Figure 6. Evolution of number of patients admitted with pneumonia.
The number of admissions related to pneumonia was 81 in 2007, and 230 in 2014, which means that it has multiplied by 4 in the last 7 years.
First, Hospital A is selected from the list of admission sources. As shown in Figure 7, the number of readmissions was 548 out of 4,248 admissions. Therefore, the readmission ratio is 12%.
For Hospital B, there were 164 readmissions out of 1,830 admissions. Therefore, the readmission ratio is only 8%.
Figure 7. Comparison of readmission ratios between two hospitals.
2014 is selected from the list of years. Charts are updated to display values related to that year. As seen in Figure 8, the workload was not equally distributed among doctors at all.
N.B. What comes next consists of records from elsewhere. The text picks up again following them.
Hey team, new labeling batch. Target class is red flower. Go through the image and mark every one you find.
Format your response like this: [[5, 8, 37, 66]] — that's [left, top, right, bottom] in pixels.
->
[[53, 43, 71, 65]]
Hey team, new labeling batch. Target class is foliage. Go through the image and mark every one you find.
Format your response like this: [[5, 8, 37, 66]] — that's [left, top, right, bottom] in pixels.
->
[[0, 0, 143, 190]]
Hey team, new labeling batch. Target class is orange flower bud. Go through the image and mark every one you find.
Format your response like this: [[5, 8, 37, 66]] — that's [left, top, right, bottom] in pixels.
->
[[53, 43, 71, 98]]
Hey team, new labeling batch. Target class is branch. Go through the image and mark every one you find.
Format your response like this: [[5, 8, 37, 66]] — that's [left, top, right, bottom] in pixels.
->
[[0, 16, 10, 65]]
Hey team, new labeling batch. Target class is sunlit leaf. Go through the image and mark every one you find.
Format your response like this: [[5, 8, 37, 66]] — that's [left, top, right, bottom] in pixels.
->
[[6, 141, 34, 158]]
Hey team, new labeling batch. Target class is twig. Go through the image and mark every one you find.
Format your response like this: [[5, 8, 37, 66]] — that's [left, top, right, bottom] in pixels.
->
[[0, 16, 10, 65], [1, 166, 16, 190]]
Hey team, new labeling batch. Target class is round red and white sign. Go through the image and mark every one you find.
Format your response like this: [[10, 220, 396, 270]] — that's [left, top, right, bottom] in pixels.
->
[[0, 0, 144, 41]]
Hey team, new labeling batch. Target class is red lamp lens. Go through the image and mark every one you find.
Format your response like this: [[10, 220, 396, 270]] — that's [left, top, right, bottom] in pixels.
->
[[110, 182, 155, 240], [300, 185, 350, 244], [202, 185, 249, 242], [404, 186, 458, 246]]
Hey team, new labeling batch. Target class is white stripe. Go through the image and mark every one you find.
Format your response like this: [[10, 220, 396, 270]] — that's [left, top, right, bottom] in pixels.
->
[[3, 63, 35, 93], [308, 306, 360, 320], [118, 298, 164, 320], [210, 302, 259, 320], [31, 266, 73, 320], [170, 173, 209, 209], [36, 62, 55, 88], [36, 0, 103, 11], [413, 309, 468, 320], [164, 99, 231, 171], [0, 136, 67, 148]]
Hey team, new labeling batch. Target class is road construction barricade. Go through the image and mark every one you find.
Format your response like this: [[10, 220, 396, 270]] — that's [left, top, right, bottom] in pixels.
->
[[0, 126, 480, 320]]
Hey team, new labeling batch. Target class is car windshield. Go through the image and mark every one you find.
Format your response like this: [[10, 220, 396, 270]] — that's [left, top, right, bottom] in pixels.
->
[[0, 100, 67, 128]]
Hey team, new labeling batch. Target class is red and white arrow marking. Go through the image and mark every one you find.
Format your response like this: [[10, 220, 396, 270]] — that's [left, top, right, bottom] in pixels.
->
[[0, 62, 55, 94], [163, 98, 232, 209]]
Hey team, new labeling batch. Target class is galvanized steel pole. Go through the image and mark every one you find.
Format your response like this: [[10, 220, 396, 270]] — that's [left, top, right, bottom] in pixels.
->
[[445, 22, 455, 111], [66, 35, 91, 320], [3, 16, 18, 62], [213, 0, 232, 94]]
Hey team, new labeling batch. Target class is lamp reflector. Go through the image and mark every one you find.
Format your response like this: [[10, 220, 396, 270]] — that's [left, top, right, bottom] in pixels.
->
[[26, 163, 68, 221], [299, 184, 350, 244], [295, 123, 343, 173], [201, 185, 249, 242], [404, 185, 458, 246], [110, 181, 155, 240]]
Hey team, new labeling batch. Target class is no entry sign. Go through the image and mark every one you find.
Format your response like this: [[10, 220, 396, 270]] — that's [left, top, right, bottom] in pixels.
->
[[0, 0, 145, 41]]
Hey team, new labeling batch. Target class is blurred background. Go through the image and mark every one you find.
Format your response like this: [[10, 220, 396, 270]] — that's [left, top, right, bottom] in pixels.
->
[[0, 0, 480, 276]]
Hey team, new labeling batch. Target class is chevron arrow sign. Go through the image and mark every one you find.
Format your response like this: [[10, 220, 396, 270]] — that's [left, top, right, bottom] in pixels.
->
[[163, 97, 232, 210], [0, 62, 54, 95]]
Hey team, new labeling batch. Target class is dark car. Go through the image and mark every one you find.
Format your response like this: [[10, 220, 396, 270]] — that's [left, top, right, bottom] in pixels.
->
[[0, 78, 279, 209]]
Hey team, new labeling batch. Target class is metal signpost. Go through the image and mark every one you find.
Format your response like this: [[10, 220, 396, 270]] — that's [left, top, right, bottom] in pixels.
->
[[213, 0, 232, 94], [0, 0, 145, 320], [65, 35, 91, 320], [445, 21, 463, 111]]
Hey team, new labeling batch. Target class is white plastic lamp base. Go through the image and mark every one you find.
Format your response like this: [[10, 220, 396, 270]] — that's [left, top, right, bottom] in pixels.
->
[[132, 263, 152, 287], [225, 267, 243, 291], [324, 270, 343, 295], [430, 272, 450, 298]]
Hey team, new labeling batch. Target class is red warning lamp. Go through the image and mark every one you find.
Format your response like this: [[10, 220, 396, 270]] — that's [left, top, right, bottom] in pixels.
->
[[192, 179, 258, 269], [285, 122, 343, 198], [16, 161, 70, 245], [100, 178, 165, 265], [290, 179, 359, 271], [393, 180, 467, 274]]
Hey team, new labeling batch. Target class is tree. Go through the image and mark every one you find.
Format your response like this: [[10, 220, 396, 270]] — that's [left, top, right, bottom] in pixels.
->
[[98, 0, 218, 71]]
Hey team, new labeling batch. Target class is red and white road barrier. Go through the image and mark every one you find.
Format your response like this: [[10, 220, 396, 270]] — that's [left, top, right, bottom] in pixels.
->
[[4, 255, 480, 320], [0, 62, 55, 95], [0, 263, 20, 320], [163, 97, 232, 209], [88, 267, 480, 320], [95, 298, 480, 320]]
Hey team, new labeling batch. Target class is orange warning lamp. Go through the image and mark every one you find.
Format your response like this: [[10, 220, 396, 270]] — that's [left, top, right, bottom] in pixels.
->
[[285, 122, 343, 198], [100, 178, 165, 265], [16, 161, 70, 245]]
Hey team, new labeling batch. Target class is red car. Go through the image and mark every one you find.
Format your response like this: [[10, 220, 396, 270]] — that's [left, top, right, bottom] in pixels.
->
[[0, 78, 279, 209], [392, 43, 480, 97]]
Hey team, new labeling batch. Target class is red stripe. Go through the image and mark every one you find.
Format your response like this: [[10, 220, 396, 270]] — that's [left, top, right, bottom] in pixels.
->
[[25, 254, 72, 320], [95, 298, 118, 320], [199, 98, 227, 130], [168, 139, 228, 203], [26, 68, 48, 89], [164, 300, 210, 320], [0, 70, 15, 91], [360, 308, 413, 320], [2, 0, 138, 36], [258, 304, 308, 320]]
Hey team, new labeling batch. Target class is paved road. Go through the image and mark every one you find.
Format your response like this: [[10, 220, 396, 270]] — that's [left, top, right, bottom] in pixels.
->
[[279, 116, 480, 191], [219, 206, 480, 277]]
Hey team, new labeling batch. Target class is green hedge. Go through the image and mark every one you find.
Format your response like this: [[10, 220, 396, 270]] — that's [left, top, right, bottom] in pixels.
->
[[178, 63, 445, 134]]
As a result, several doctors might not be able to spend the right amount of time with each patient, while others might not have enough workload to fill in for a full-time job.
Beyond this particular insight, other indicators reveal interesting details as well. For example, the fact that most patients are admitted by noon.
This might suggest that, within that timeframe, there must be more resources available to process admissions. Likewise, peak hours could be downsized to compensate for rush hours.
The other relevant fact is that two of the most common admission reasons are UTI (Urinary Tract Infection) and respiratory issues. This information can be very valuable when designing continuous training programs for doctors. Moreover, it might be the reason for the unequal distribution of workload among them, since doctors with more experience in those areas will likely be often appointed to treat these patients.
Figure 8. Indicators related to patients’ admissions in the Acute Unit.
The use of visual analytics environments to dissect information accelerates the insights discovery process, which in turn makes knowledge generation activities (or conceptual learning) more efficient.
Undoubtedly, a more rigorous analysis is required to provide reliable and generally applicable answers that could be safely applied to clinical practice.
However, the possibility to obtain preliminary results in such a short timeframe represents a significant advantage over traditional research.
Lastly, the fact that doctors can perform these data mining activities by themselves represents another significant advantage over more sophisticated approaches.
In order to realize the full potential that visual analytics can provide, it’s key to maximize the scope of data stored in the environment.
With more variables, the number of potential insights can grow exponentially.
And with more observations, obtained results would be much more robust and less subject to overfitting, hence making it easier to extrapolate them to a broader population.
The features and use cases described in this article, as well as the areas of improvement outlined above, lead to think that visual analytics tools could start to be seen as one of the upcoming revolutions in the clinical research and practice spaces.